Though Anibal Sanchez struck out nine Minnesota Twins over six innings Thursday, it took until the ninth inning for the Tigers to reach double digits. Once Jose Ortega fanned Josh Willingham with one out in the ninth, the Tigers had 10 strikeouts for the sixth consecutive game, setting an American League record.
The streak began in Sanchez's last start, when he set a franchise record with 17 strikeouts against the Braves on Friday night. By Tuesday, it had matched the longest streak by an American League team since at least 1916, tied with seven other teams -- all since 1996. One of those streaks came by the Boston Red Sox just last month.

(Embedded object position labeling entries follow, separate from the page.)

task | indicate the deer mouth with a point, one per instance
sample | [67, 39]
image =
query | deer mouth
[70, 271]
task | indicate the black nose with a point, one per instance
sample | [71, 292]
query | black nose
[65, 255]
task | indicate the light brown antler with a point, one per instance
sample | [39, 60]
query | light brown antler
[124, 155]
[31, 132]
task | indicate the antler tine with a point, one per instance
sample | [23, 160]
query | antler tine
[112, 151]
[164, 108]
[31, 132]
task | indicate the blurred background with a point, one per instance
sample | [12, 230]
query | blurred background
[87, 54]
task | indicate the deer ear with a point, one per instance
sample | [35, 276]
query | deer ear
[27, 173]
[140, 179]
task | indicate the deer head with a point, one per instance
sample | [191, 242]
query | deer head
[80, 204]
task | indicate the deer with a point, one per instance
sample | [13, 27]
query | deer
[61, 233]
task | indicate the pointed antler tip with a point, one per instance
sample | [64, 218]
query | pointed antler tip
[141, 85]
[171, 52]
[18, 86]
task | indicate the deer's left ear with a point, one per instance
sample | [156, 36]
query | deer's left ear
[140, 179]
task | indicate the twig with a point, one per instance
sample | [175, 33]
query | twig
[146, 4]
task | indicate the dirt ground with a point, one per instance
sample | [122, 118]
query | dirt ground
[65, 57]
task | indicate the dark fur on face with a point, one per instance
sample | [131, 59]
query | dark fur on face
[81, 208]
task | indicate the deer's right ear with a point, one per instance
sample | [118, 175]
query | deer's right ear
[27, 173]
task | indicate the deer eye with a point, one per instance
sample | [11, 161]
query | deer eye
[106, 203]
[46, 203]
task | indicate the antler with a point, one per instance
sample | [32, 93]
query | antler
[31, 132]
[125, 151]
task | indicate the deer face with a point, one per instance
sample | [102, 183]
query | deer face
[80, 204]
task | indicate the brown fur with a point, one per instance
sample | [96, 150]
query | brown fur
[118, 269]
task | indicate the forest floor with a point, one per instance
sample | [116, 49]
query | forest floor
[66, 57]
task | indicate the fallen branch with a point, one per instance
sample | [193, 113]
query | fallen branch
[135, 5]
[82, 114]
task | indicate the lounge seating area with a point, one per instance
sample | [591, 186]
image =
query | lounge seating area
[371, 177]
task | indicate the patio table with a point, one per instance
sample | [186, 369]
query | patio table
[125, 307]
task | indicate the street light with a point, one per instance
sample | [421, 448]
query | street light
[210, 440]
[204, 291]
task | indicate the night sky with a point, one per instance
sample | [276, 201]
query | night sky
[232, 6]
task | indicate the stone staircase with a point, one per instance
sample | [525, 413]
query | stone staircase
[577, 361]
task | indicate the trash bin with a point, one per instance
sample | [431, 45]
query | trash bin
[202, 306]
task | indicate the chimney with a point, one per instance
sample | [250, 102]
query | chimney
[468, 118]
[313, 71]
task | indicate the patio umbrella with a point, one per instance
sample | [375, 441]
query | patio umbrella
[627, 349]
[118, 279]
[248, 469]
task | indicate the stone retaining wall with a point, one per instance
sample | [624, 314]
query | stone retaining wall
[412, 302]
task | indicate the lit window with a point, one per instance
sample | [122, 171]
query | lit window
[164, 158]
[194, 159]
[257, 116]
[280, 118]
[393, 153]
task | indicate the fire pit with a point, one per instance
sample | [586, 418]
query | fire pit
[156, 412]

Now, the Tigers have the AL standard to themselves, and are tied with four other teams -- most recently the Cincinnati Reds from two weeks ago -- for the second-longest streak in modern Major League history. Only last year's Milwaukee Brewers, who put up double-digit strikeouts in eight consecutive games, have a longer streak, according to research on baseball-reference.com.
The vast majority of those strikeouts have come from a starting rotation that came into the year ranked among the best in baseball. Max Scherzer struck out 10 Twins over 7 1/3 innings on Monday night after Doug Fister fanned eight in seven innings the previous evening. Rick Porcello struck out five over 6 1/3 innings on Saturday against Atlanta, but Detroit's bullpen took care of the other half, including back-to-back strikeouts from closer Jose Valverde to end the game in double digits.
Justin Verlander, who fanned eight Twins in seven innings on Tuesday, said the starters are competing with each other.
"Yeah, I think you guys saw Scherzer take a jab at me the other day. I took a little jab back," Verlander said. "It's fun, and I think when you get four or five guys rolling on a starting staff, there's going to be competition. There's going to be guys chirping back and forth at each other, and it's all in good fun. We're a family here, especially our starting staff. We feed off each other. To get that internal competition, I think it's a fantastic thing."
It was one thing to pile up strikeouts against a Braves lineup that leads the National League. The Twins, however, came in ranked near the bottom of the American League with a more disciplined middle of the order, led by Joe Mauer and Justin Morneau.
Now, the Tigers will take their streak into Houston for four games against the Astros, who entered Wednesday averaging 9.9 strikeouts per game with a mix of unproven young hitters and free-swinging veterans. Even when they've scored runs, they've fanned in abundance, including 56 strikeouts over their first four games to open the year.
Porcello, the young sinkerballer with the lowest strikeout rate of Detroit's starters, will pitch in Thursday's series opener at Minute Maid Park.
There's a price to pay for all those strikeouts, though, which has Tigers manager Jim Leyland is hoping for a few more quick groundouts and efficient outings from his starters.
"It's a nice accomplishment," Leyland said. "Hopefully all our starters will get some easier situations and some quicker outs so that their pitch count doesn't pay the price."